Schermopname van de migratiespecificatie die verwijst naar een SQL Azure-VM.

Uw migratiespecificatie is nu geconfigureerd voor het gebruik van een SQL Azure-VM voor migratie. Ga verder met de rest van de voorbereidingsstappen voor migratie. Nadat de migratie is voltooid, moet u de SQL-aanmelding verwijderen of het wachtwoord roteren. Microsoft behoudt de aanmeldingsgegevens niet nadat de migratie is voltooid.

Een Azure Storage-container maken in het gekozen datacenter

Als u het hulpprogramma voor gegevensmigratie voor Azure DevOps gebruikt, moet u een Azure Storage-container in hetzelfde Azure-datacenter hebben als de uiteindelijke Azure DevOps Services-organisatie. Als u bijvoorbeeld van plan bent om uw Azure DevOps Services-organisatie te maken in het central Verenigde Staten datacenter, maakt u vervolgens de Azure Storage-container in hetzelfde datacenter. Met deze actie wordt de tijd die nodig is om de SQL-database te migreren drastisch versneld, omdat de overdracht plaatsvindt binnen hetzelfde datacenter.

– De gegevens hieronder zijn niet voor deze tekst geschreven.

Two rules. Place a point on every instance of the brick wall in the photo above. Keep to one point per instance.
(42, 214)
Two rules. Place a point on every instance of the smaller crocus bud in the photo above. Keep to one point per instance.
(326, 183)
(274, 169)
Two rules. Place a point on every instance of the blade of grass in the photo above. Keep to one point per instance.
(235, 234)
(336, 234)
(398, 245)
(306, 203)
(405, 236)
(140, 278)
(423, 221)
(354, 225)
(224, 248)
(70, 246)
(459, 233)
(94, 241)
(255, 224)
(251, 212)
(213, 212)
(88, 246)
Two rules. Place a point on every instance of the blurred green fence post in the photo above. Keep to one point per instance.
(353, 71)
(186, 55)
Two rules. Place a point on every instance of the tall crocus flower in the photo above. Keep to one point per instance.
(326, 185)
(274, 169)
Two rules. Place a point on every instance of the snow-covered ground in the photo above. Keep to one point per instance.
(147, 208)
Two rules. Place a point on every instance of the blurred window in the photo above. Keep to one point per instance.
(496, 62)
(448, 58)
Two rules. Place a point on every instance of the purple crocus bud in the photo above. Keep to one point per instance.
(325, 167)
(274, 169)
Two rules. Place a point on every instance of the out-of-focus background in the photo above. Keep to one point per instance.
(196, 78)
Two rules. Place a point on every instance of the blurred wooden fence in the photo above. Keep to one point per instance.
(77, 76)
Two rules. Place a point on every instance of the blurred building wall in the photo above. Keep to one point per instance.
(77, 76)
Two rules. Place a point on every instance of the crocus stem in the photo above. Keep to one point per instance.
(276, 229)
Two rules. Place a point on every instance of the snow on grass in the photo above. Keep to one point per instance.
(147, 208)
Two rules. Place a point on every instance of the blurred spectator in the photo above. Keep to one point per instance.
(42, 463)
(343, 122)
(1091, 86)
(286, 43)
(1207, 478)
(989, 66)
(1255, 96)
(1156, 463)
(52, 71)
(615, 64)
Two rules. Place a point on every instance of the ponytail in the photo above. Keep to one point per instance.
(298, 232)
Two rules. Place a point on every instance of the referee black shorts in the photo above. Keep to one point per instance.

Zie Een opslagaccount maken voor meer informatie.

Facturering instellen

Er wordt een respijtperiode geplaatst in de zojuist gemigreerde Azure DevOps Services-organisatie, zodat uw team alle benodigde stappen kan voltooien en licentietoewijzingen kan corrigeren. Als u verwacht dat u meer gebruikersplannen, build- of implementatiepijplijnen, gehoste buildservices, gehoste belastingtestservices wilt aanschaffen, raden we u bijvoorbeeld ten zeerste aan dat u zeker weet dat u een Azure-abonnement hebt dat gereed is voor het koppelen aan uw gemigreerde organisatie. De respijtperiode eindigt op de eerste dag van de volgende maand nadat u de migratie hebt voltooid.

We herinneren u er opnieuw aan in de fase na de migratie (koppeling) voor wanneer u de koppeling moet uitvoeren. Deze voorbereidingsstap gaat over het controleren of u weet welk Azure-abonnement u in die latere stap gebruikt. Zie Facturering instellen voor uw organisatie voor meer informatie.